昨日の韓国のデモは新聞でもテレビでもまったく報道されていない。あれは幻だったか。
まあ、それはともかく「松風に」の巻の続き。
二表。
二十三句目。
陽気をうけてつよき椽げた
幸と猟の始の雉うちて 雪芝
前句を易の地天泰の卦に見立てたか。
地天泰は下三本が陽、上三本が陰で、下から陽気が上昇し、上から陰気が降下し、互いに交わる天地和合を意味する。天地が引き裂かれてゆく天地否と真逆になる。
屋根を支える桁(けた)を陽、その上に左右に渡す椽(たるき)を陰に見立てれば、地天泰の卦になる。
天地否が七月で秋の初めのように、地天泰は正月、春の初めになる。それで一年の猟の初めに雉を撃つ。
「いる」のではなく「うつ」とあるから火縄銃で撃ったのだろう。ウィキペディアの「銃規制」の項に、
「徳川綱吉の時代、貞享4年(1687年)の諸国鉄砲改めにより、全国規模の銃規制がかけられた。武士以外の身分の鉄砲は、猟師鉄砲、威し鉄砲(農作物を荒らす鳥獣を追い払うための鉄砲)、用心鉄砲(特に許された護身用鉄砲)に限り、所持者以外に使わせないという条件で認められ、残りは没収された。この政策は綱吉による一連の生類憐れみの令の一環という意味も持ち、当初は鳥獣を追い払うために実弾を用いてはならないとするものだった。それでは追い払う効果が得られず、元禄2年(1689年)6月には実弾発射が許された。」
とある。猟師は鉄砲の使用を許されていた。
二十四句目。
幸と猟の始の雉うちて
内儀の留守に子供あばるる 支考
「内義(ないぎ)」は町人の妻の敬称。子供からすれば母になる。
そのうるさい母親が留守なのをこれ幸いと、子供達は狩猟ごっこで大暴れする。
二十五句目。
内儀の留守に子供あばるる
道場の門のさし入だだくさに 猿雖
「だだくさ」はコトバンクの「精選版 日本国語大辞典の解説」に、
「〘名〙 (形動) 雑然として整理のいきとどかないこと。また、そのさま。粗雑。疎略。ぞんざい。
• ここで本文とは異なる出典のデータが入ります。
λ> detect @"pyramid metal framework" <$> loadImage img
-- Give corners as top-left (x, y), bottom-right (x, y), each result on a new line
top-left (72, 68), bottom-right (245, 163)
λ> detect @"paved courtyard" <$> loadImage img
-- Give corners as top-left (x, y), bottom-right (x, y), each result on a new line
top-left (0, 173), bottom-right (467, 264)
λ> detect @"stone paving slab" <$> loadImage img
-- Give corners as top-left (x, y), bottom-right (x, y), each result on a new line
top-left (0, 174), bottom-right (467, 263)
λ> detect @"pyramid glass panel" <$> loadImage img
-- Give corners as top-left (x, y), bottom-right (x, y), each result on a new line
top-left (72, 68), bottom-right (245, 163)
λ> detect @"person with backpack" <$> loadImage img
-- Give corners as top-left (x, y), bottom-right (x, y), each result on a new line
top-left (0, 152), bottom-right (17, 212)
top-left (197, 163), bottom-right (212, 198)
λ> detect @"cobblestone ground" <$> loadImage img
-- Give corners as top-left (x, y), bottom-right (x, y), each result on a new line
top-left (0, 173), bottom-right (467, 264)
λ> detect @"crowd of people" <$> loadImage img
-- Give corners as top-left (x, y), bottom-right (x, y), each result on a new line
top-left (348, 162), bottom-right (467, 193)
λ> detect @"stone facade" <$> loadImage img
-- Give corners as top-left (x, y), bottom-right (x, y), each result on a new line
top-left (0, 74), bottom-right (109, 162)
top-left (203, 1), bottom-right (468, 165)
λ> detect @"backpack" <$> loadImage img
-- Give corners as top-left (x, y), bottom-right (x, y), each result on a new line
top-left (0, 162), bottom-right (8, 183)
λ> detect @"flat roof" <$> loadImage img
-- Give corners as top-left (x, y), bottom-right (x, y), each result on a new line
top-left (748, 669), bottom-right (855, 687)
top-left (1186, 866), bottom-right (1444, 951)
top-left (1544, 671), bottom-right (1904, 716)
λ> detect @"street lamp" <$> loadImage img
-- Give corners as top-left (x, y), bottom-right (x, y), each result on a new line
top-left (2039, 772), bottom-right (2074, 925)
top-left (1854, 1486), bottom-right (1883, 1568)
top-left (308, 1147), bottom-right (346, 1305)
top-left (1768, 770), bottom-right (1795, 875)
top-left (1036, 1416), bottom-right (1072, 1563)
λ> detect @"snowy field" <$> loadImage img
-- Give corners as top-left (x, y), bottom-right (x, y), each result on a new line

※俳諧・新続犬筑波集(1660)一一「そろへぬはこれぞだだくさなづなかな〈重定〉」
とある。
「さし入(いり)」はコトバンクの「精選版 日本国語大辞典の解説」に、
「① 中へはいること。また、はいってすぐの所。
※曾我物語(南北朝頃)七「まづ見たまふやうにとて、さしいりの障子の際にぞをきたりける」
② はいってすぐの時。その季節やその月にはいってすぐの頃。
※浮世草子・懐硯(1687)三「持病に顛癇(てんかん)といふものありて、年毎の小寒の末大寒のさし入にかならず発(おこ)りて」
③ (「さしいりに」の形で) まずはじめに。
※身のかたみ(室町中頃)「御はなは、顔のうちのぐに、とりわきさしいりにめにたつものにて候」
とある。今日でいう「さし入れ」ではなく、道場の門を入ったあたりがちらかっていてという意味で、どうしたのかと思ったらお内儀さんが留守で子供が暴れまわってるからだ、となる。
二十六句目。
道場の門のさし入だだくさに
一里の渡し腹のすきたる 望翠
一里の渡しは浜名湖の今切(いまぎれ)の渡しのことか。ただ、この頃はまだ宝永地震の津波の前なので、一里ではなく二十七町だった。(一里は三十六町)
前句との関係がよくわからない。道場は元は釈迦が悟りを開いた場所のことで、それが転じてお寺の意味もあるが。
二十七句目。
一里の渡し腹のすきたる
山はみな蜜柑の色の黄になりて 芭蕉
腹がすいている時は山の黄葉も蜜柑に見える。
二十八句目。
山はみな蜜柑の色の黄になりて
日なれてかかる畑の朝霜 支考
「なれる」は輪郭を失うこと。朧月ならぬ朧太陽といったところか。朝霧のせいでそうなる。日の光が乱反射して、山は蜜柑色に染まる。